Уйдя из Каменец-Подольска, они продолжали «гастролировать» в кабаках и притонах Проскурова, Жмеринки и прочих местечек, лежавших на пути к морскому порту. Публика везде была одинаковая, жилось вольно и сыто.

Наконец прибыли в Одессу.

– Одесса-мама! – радостно воскликнул Рубинчик, завидев море.

Остановились на окраине, в захудалой еврейской гостинице.

Назарову Одесса не понравилась: всюду вонь, грязь, крысы, на рынке – страшная дороговизна. Жизнь города держалась на трех китах: безработице, бандитизме, спекуляции.
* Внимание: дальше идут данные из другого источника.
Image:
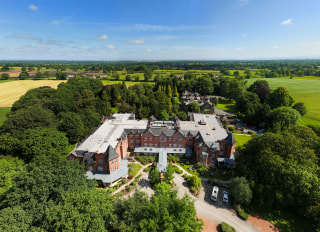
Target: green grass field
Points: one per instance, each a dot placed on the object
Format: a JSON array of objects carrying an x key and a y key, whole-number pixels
[
  {"x": 302, "y": 90},
  {"x": 11, "y": 91},
  {"x": 3, "y": 114},
  {"x": 241, "y": 139}
]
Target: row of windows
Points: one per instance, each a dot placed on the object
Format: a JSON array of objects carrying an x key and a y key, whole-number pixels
[{"x": 162, "y": 145}]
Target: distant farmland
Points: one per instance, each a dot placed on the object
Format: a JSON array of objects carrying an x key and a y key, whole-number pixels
[
  {"x": 13, "y": 90},
  {"x": 302, "y": 90}
]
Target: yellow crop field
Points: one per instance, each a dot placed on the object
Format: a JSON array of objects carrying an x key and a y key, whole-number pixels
[{"x": 13, "y": 90}]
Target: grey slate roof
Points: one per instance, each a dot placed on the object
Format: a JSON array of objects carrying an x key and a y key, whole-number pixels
[
  {"x": 108, "y": 178},
  {"x": 231, "y": 139},
  {"x": 112, "y": 154}
]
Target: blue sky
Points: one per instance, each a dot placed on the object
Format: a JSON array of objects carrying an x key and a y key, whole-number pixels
[{"x": 159, "y": 29}]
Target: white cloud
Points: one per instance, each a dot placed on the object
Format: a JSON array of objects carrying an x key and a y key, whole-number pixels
[
  {"x": 316, "y": 43},
  {"x": 103, "y": 37},
  {"x": 59, "y": 21},
  {"x": 23, "y": 36},
  {"x": 136, "y": 41},
  {"x": 243, "y": 2},
  {"x": 111, "y": 47},
  {"x": 287, "y": 22},
  {"x": 33, "y": 7}
]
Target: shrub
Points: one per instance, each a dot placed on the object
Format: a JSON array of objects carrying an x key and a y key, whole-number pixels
[
  {"x": 227, "y": 228},
  {"x": 242, "y": 214}
]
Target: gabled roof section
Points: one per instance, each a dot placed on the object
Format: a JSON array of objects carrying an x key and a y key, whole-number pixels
[
  {"x": 111, "y": 154},
  {"x": 231, "y": 140}
]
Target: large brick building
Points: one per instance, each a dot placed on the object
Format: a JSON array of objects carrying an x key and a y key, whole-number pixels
[{"x": 104, "y": 152}]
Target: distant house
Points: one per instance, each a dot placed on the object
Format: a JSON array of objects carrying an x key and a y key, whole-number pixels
[
  {"x": 105, "y": 151},
  {"x": 204, "y": 103}
]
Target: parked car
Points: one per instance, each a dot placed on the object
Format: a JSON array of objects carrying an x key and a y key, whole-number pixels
[
  {"x": 214, "y": 195},
  {"x": 225, "y": 196}
]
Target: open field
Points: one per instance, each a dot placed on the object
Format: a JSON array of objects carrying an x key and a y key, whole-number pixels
[
  {"x": 12, "y": 91},
  {"x": 3, "y": 114},
  {"x": 128, "y": 83},
  {"x": 302, "y": 90}
]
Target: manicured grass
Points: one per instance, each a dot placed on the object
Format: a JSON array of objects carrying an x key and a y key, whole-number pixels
[
  {"x": 13, "y": 90},
  {"x": 306, "y": 90},
  {"x": 241, "y": 139},
  {"x": 288, "y": 221},
  {"x": 186, "y": 168},
  {"x": 227, "y": 105},
  {"x": 3, "y": 114},
  {"x": 136, "y": 169},
  {"x": 128, "y": 83}
]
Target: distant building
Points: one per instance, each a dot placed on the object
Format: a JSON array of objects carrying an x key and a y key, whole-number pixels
[
  {"x": 204, "y": 103},
  {"x": 104, "y": 152}
]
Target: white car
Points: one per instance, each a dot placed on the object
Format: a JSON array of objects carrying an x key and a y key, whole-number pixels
[{"x": 225, "y": 196}]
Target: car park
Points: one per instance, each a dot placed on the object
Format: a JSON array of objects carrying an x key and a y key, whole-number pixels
[{"x": 225, "y": 197}]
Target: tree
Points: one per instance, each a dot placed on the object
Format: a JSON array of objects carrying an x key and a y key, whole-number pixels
[
  {"x": 279, "y": 97},
  {"x": 194, "y": 107},
  {"x": 23, "y": 75},
  {"x": 300, "y": 107},
  {"x": 285, "y": 117},
  {"x": 39, "y": 75},
  {"x": 240, "y": 190},
  {"x": 42, "y": 142},
  {"x": 5, "y": 76},
  {"x": 72, "y": 125},
  {"x": 147, "y": 75}
]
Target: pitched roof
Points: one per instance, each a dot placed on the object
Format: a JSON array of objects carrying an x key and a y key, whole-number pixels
[
  {"x": 231, "y": 139},
  {"x": 112, "y": 154}
]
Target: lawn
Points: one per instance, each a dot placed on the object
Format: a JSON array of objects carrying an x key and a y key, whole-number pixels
[
  {"x": 13, "y": 90},
  {"x": 128, "y": 83},
  {"x": 3, "y": 114},
  {"x": 242, "y": 139},
  {"x": 302, "y": 90}
]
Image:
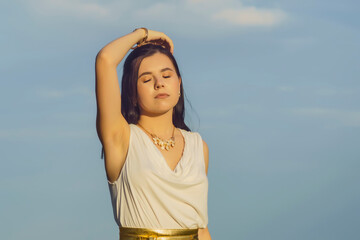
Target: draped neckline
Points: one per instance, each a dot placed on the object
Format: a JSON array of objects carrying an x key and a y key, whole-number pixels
[{"x": 159, "y": 152}]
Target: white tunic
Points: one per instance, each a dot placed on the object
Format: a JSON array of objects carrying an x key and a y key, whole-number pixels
[{"x": 148, "y": 194}]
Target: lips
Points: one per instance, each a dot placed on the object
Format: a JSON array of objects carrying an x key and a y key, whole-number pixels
[{"x": 162, "y": 95}]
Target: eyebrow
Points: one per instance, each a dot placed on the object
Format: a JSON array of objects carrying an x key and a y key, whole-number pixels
[{"x": 162, "y": 70}]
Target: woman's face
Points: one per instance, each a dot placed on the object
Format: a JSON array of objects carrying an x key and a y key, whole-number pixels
[{"x": 157, "y": 75}]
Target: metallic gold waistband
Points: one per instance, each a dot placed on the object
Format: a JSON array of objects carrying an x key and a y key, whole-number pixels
[{"x": 159, "y": 234}]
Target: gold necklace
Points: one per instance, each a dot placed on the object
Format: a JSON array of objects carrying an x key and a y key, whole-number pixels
[{"x": 164, "y": 144}]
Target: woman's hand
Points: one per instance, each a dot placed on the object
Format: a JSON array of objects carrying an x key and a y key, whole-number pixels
[{"x": 155, "y": 36}]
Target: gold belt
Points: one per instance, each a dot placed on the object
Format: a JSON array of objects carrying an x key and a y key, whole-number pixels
[{"x": 127, "y": 233}]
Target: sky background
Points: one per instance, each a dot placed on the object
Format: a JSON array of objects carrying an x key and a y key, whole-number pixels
[{"x": 272, "y": 86}]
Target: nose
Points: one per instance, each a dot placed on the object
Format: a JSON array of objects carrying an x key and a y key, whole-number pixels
[{"x": 159, "y": 82}]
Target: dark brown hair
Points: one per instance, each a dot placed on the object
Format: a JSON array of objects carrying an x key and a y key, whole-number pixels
[{"x": 129, "y": 107}]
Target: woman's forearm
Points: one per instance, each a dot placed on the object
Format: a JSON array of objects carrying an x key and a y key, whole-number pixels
[
  {"x": 204, "y": 234},
  {"x": 116, "y": 50}
]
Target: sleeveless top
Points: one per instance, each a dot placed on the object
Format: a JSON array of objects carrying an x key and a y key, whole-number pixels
[{"x": 148, "y": 194}]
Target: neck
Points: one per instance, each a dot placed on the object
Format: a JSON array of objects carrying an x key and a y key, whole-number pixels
[{"x": 161, "y": 125}]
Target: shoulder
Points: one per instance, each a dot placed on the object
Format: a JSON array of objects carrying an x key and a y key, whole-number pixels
[{"x": 206, "y": 155}]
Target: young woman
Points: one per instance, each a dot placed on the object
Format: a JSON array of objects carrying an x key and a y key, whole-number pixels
[{"x": 155, "y": 166}]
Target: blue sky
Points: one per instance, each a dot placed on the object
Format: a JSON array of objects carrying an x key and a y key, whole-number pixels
[{"x": 272, "y": 86}]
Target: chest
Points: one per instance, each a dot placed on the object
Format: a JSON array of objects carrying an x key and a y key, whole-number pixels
[{"x": 173, "y": 156}]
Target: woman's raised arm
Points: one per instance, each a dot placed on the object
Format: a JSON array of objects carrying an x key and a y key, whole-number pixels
[{"x": 112, "y": 128}]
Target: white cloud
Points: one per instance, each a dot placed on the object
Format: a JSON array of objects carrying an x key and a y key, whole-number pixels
[
  {"x": 73, "y": 8},
  {"x": 188, "y": 15},
  {"x": 57, "y": 93},
  {"x": 251, "y": 16},
  {"x": 286, "y": 88},
  {"x": 344, "y": 117}
]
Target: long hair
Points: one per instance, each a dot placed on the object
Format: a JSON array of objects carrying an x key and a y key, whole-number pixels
[{"x": 129, "y": 107}]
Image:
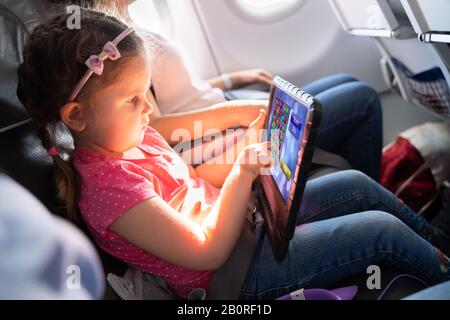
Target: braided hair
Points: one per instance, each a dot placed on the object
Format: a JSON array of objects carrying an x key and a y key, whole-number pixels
[{"x": 53, "y": 63}]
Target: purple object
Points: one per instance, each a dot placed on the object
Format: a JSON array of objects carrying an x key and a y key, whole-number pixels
[{"x": 346, "y": 293}]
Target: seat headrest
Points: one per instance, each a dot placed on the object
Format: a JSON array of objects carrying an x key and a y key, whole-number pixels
[{"x": 17, "y": 19}]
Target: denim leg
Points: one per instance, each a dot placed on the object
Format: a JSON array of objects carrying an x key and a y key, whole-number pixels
[
  {"x": 326, "y": 83},
  {"x": 351, "y": 191},
  {"x": 351, "y": 125},
  {"x": 325, "y": 252}
]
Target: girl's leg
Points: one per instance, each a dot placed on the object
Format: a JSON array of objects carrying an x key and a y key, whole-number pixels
[
  {"x": 351, "y": 125},
  {"x": 328, "y": 251},
  {"x": 351, "y": 191}
]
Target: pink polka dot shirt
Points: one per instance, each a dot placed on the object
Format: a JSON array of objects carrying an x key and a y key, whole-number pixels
[{"x": 111, "y": 186}]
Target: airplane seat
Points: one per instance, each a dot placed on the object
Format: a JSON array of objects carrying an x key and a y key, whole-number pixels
[{"x": 22, "y": 157}]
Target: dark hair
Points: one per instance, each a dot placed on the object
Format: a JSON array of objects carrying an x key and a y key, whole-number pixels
[{"x": 53, "y": 63}]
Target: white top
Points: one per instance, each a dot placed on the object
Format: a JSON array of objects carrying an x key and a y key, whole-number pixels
[{"x": 177, "y": 87}]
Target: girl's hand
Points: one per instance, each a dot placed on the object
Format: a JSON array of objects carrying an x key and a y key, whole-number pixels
[
  {"x": 254, "y": 158},
  {"x": 247, "y": 77}
]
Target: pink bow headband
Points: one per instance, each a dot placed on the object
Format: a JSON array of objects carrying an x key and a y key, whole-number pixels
[{"x": 95, "y": 62}]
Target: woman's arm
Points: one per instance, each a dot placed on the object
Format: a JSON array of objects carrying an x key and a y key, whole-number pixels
[
  {"x": 156, "y": 227},
  {"x": 192, "y": 125},
  {"x": 215, "y": 170}
]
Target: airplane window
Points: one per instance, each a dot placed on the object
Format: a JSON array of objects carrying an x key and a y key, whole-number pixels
[{"x": 261, "y": 11}]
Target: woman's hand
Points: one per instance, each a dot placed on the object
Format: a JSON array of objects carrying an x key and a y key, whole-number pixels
[
  {"x": 253, "y": 159},
  {"x": 247, "y": 77}
]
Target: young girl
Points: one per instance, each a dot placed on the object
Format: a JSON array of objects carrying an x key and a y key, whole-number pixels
[
  {"x": 351, "y": 124},
  {"x": 146, "y": 207}
]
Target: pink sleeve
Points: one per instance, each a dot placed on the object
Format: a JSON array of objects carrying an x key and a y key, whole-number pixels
[{"x": 111, "y": 190}]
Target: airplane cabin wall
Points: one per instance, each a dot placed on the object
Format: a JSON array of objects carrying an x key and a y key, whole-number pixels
[{"x": 302, "y": 47}]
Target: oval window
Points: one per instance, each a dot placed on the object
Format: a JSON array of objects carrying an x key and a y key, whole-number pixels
[{"x": 264, "y": 11}]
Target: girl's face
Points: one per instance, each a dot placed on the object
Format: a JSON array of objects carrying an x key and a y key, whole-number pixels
[{"x": 119, "y": 113}]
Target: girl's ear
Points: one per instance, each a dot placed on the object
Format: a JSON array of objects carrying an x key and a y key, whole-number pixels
[{"x": 73, "y": 115}]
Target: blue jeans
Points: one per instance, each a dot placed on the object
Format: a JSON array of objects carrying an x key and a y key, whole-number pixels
[
  {"x": 351, "y": 124},
  {"x": 346, "y": 223}
]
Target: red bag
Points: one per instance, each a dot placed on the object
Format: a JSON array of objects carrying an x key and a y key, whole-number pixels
[{"x": 405, "y": 173}]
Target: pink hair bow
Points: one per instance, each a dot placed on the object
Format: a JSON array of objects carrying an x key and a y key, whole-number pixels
[{"x": 95, "y": 62}]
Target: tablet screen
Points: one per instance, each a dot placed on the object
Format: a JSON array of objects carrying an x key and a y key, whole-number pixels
[{"x": 285, "y": 131}]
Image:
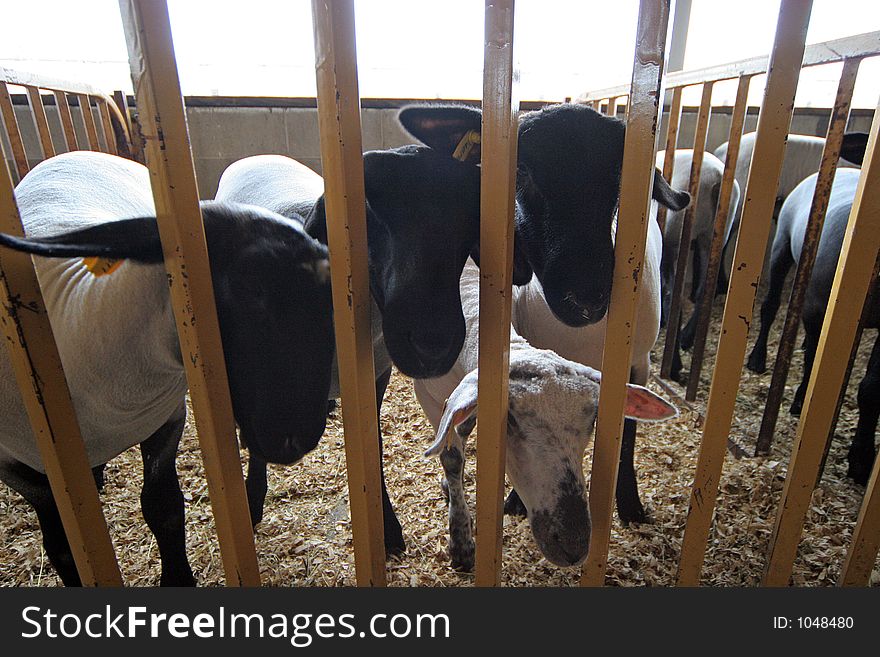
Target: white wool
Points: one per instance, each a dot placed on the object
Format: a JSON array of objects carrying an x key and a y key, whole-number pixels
[{"x": 116, "y": 334}]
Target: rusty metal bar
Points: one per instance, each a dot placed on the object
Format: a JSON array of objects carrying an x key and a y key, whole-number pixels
[
  {"x": 340, "y": 131},
  {"x": 37, "y": 365},
  {"x": 717, "y": 248},
  {"x": 817, "y": 54},
  {"x": 858, "y": 254},
  {"x": 157, "y": 88},
  {"x": 39, "y": 111},
  {"x": 812, "y": 233},
  {"x": 673, "y": 325},
  {"x": 109, "y": 135},
  {"x": 637, "y": 177},
  {"x": 760, "y": 193},
  {"x": 498, "y": 185},
  {"x": 12, "y": 131},
  {"x": 669, "y": 154},
  {"x": 85, "y": 106},
  {"x": 63, "y": 106},
  {"x": 865, "y": 543}
]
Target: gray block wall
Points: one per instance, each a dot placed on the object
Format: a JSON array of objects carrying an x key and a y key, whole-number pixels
[{"x": 221, "y": 135}]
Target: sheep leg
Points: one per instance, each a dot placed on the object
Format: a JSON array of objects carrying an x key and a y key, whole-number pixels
[
  {"x": 34, "y": 487},
  {"x": 394, "y": 541},
  {"x": 629, "y": 506},
  {"x": 461, "y": 535},
  {"x": 698, "y": 286},
  {"x": 257, "y": 486},
  {"x": 162, "y": 500},
  {"x": 862, "y": 452},
  {"x": 811, "y": 343},
  {"x": 513, "y": 505},
  {"x": 780, "y": 263}
]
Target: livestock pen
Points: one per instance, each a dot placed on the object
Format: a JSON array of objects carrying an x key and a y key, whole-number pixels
[{"x": 309, "y": 535}]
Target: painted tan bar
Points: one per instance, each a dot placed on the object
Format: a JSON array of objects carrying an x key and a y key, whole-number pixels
[
  {"x": 716, "y": 249},
  {"x": 13, "y": 132},
  {"x": 760, "y": 193},
  {"x": 63, "y": 106},
  {"x": 629, "y": 252},
  {"x": 865, "y": 543},
  {"x": 498, "y": 186},
  {"x": 855, "y": 268},
  {"x": 818, "y": 208},
  {"x": 35, "y": 100},
  {"x": 157, "y": 88},
  {"x": 85, "y": 106},
  {"x": 684, "y": 242},
  {"x": 341, "y": 155},
  {"x": 40, "y": 378},
  {"x": 669, "y": 153}
]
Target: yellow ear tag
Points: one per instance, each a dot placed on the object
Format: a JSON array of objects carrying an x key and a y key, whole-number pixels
[
  {"x": 466, "y": 145},
  {"x": 101, "y": 266}
]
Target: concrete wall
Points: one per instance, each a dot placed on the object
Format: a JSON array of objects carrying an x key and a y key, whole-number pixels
[{"x": 221, "y": 135}]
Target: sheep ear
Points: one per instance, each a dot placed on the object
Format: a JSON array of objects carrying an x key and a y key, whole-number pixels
[
  {"x": 102, "y": 246},
  {"x": 522, "y": 269},
  {"x": 854, "y": 146},
  {"x": 450, "y": 129},
  {"x": 459, "y": 408},
  {"x": 665, "y": 195},
  {"x": 642, "y": 404}
]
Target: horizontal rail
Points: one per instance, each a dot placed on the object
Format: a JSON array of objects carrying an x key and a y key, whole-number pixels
[{"x": 817, "y": 54}]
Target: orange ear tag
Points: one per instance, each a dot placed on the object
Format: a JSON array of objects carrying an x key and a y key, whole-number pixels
[{"x": 101, "y": 266}]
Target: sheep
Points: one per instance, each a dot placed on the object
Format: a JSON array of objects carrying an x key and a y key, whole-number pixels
[
  {"x": 422, "y": 223},
  {"x": 119, "y": 346},
  {"x": 803, "y": 154},
  {"x": 568, "y": 185},
  {"x": 701, "y": 237},
  {"x": 786, "y": 251},
  {"x": 551, "y": 409}
]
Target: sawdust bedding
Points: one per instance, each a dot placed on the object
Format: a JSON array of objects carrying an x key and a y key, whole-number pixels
[{"x": 305, "y": 536}]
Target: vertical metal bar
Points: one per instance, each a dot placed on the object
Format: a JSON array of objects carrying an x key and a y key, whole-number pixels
[
  {"x": 109, "y": 135},
  {"x": 821, "y": 196},
  {"x": 684, "y": 244},
  {"x": 342, "y": 160},
  {"x": 39, "y": 111},
  {"x": 858, "y": 254},
  {"x": 869, "y": 301},
  {"x": 8, "y": 111},
  {"x": 37, "y": 365},
  {"x": 157, "y": 87},
  {"x": 715, "y": 250},
  {"x": 671, "y": 141},
  {"x": 865, "y": 543},
  {"x": 126, "y": 149},
  {"x": 498, "y": 185},
  {"x": 85, "y": 106},
  {"x": 63, "y": 106},
  {"x": 637, "y": 177},
  {"x": 760, "y": 195}
]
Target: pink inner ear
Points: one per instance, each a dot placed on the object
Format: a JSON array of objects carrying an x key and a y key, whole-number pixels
[{"x": 643, "y": 404}]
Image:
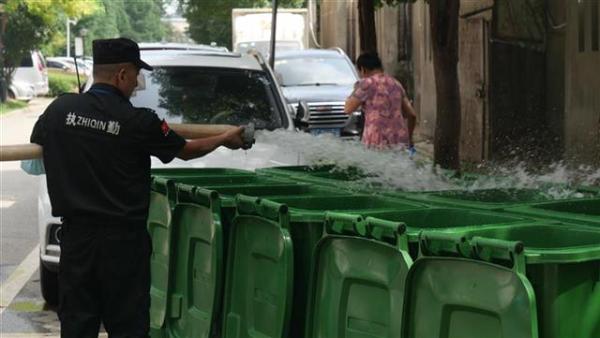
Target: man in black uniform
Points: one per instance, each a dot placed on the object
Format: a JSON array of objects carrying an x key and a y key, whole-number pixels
[{"x": 97, "y": 150}]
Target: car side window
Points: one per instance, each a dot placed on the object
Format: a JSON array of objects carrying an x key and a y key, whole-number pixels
[
  {"x": 210, "y": 96},
  {"x": 26, "y": 61}
]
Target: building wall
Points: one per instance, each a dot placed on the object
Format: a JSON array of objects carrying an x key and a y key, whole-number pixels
[
  {"x": 335, "y": 26},
  {"x": 582, "y": 110},
  {"x": 424, "y": 79}
]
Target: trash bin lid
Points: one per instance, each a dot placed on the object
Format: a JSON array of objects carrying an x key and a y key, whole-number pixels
[
  {"x": 358, "y": 289},
  {"x": 465, "y": 298}
]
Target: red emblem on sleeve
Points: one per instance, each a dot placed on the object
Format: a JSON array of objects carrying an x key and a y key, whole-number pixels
[{"x": 165, "y": 128}]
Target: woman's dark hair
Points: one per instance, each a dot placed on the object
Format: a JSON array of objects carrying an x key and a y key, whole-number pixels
[{"x": 369, "y": 61}]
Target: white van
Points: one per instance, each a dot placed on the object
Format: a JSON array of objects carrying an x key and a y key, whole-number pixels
[{"x": 33, "y": 71}]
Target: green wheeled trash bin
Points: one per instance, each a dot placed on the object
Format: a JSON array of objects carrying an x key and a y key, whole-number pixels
[
  {"x": 358, "y": 279},
  {"x": 450, "y": 296},
  {"x": 552, "y": 270},
  {"x": 306, "y": 216},
  {"x": 197, "y": 261},
  {"x": 162, "y": 199}
]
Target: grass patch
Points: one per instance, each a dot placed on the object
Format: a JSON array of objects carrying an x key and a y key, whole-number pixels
[
  {"x": 11, "y": 105},
  {"x": 61, "y": 82}
]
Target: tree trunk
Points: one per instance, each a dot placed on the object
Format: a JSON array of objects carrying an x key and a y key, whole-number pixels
[
  {"x": 366, "y": 26},
  {"x": 444, "y": 32},
  {"x": 3, "y": 72}
]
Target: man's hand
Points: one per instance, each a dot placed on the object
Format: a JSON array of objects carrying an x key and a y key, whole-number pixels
[{"x": 232, "y": 139}]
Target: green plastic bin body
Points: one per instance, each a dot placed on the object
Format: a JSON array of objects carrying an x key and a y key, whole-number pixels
[
  {"x": 306, "y": 222},
  {"x": 563, "y": 266},
  {"x": 357, "y": 284},
  {"x": 583, "y": 211},
  {"x": 197, "y": 261},
  {"x": 461, "y": 276},
  {"x": 461, "y": 298},
  {"x": 159, "y": 228},
  {"x": 259, "y": 285}
]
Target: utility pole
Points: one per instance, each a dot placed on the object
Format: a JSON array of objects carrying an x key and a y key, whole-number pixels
[
  {"x": 3, "y": 86},
  {"x": 69, "y": 22},
  {"x": 273, "y": 34}
]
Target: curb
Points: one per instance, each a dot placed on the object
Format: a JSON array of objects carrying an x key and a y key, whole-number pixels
[{"x": 37, "y": 102}]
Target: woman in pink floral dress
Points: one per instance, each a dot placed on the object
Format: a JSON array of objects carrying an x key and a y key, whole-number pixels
[{"x": 389, "y": 116}]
Рубинчик смотрел на свою родину другими глазами:

– Одесса – чудный город, русская Америка! Здесь можно не работать и шикарно жить, надо только шевелить мозгами. Главное – знать, где и что можно дешево купить, а потом выгодно продать. Здесь кругом «наши». Видишь, улица Дерибасовская – какие гостиницы, кафе, магазины! А что за народ: греки, армяне, евреи – все коммерческие люди! Вот на этом самом месте, – Рубинчик ткнул пальцем в фонарь на перекрестке, – я торговал газетами, когда был мальчишкой. А в том кафе продавал все, что можно продать: золото, папиросы, сахар, муку. Но все же, согласен, не та уже Одесса. Толкнуть триста граммов сахарина теперь считается хорошим гешефтом.

– Где ж мы будем работать? – спросил Назаров.

– Ясно, что не на Дерибасовской – туда нас пока не пустят. У нас с вами другая публика, мы ведь «народные» артисты. Да и не больно-то разживешься с пьяных офицеров.

Они спустились к одной из портовых улиц и увидели старый, почерневший от копоти двухэтажный дом с вывеской «Ресторан Парагвай». Хозяева – старик и старуха, оба евреи – встретили их приветливыми улыбками.

– Шолом, ветхозаветные! Имеете музыку для танцев? – спросил Рубинчик.

– Унзер публикум либт лустиге музик[9], – сказала старуха.

– Зер гут! – подмигнул он Юрию.

В тот же вечер они вышли к публике. Посетителями «Парагвая» были матросы, портовые грузчики, проститутки, мелкие спекулянты, контрабандисты, воры и прочая одесская шпана. Здесь часто случались драки. Публика была грубая, приходили главным образом потанцевать.

Заработки пошли хорошие. Рубинчик по-прежнему крутился среди барыг, добывая золото.

Так прошло несколько месяцев беспечной жизни. С севера доходили тревожные слухи о том, что к городу приближается война. Однажды утром на рейде появились корабли союзников.

Началась высадка французской и греческой пехоты, а также артиллерии и танков.

Рубинчик ликовал:

– Наконец-то! Как видим, Турция и Болгария капитулировали. Стало быть, Константинополь открыт, и надо скорее бежать из мышеловки, пока нас не погнали на север на этих же танках.

Через пару дней он объявил:

– Ночью уходим с контрабандистами. Я уже сторговался с капитаном шхуны. Лишь бы море было спокойным.

– А нас не накроет портовая полиция? – усомнился Назаров.

– Будьте спокойны, Самуил Рубинчик уладил все вопросы. Полиция будет смотреть вот так, – он подмигнул Юрию из-за растопыренной пятерни.

Назаров понимал, что Рубинчик лучше него ориентируется в житейских делах, главное, он энергичен, предприимчив, не склонен к унынию. Юрий во всем полагался на своего боевого товарища, не претендуя на лидерство. В свою очередь, Рубинчик ценил деликатность Назарова и не требовал от него невозможного. Каждому свое.

Поздно ночью на окраине Одессы от берега бесшумно отчалила лодка, в которой, кроме Рубинчика и Назарова, находились две молодые женщины и два контрабандиста. На веслах сидели матросы. Лодка подплыла к двухмачтовой шхуне, стоявшей на якоре. Пассажирам помогли подняться на палубу, а затем велели спрятаться в трюме, набитом какими-то тюками, ящиками, бочками. Они как могли разместились вшестером на грязном брезенте. Затарахтел мотор, шхуна вышла в открытое море.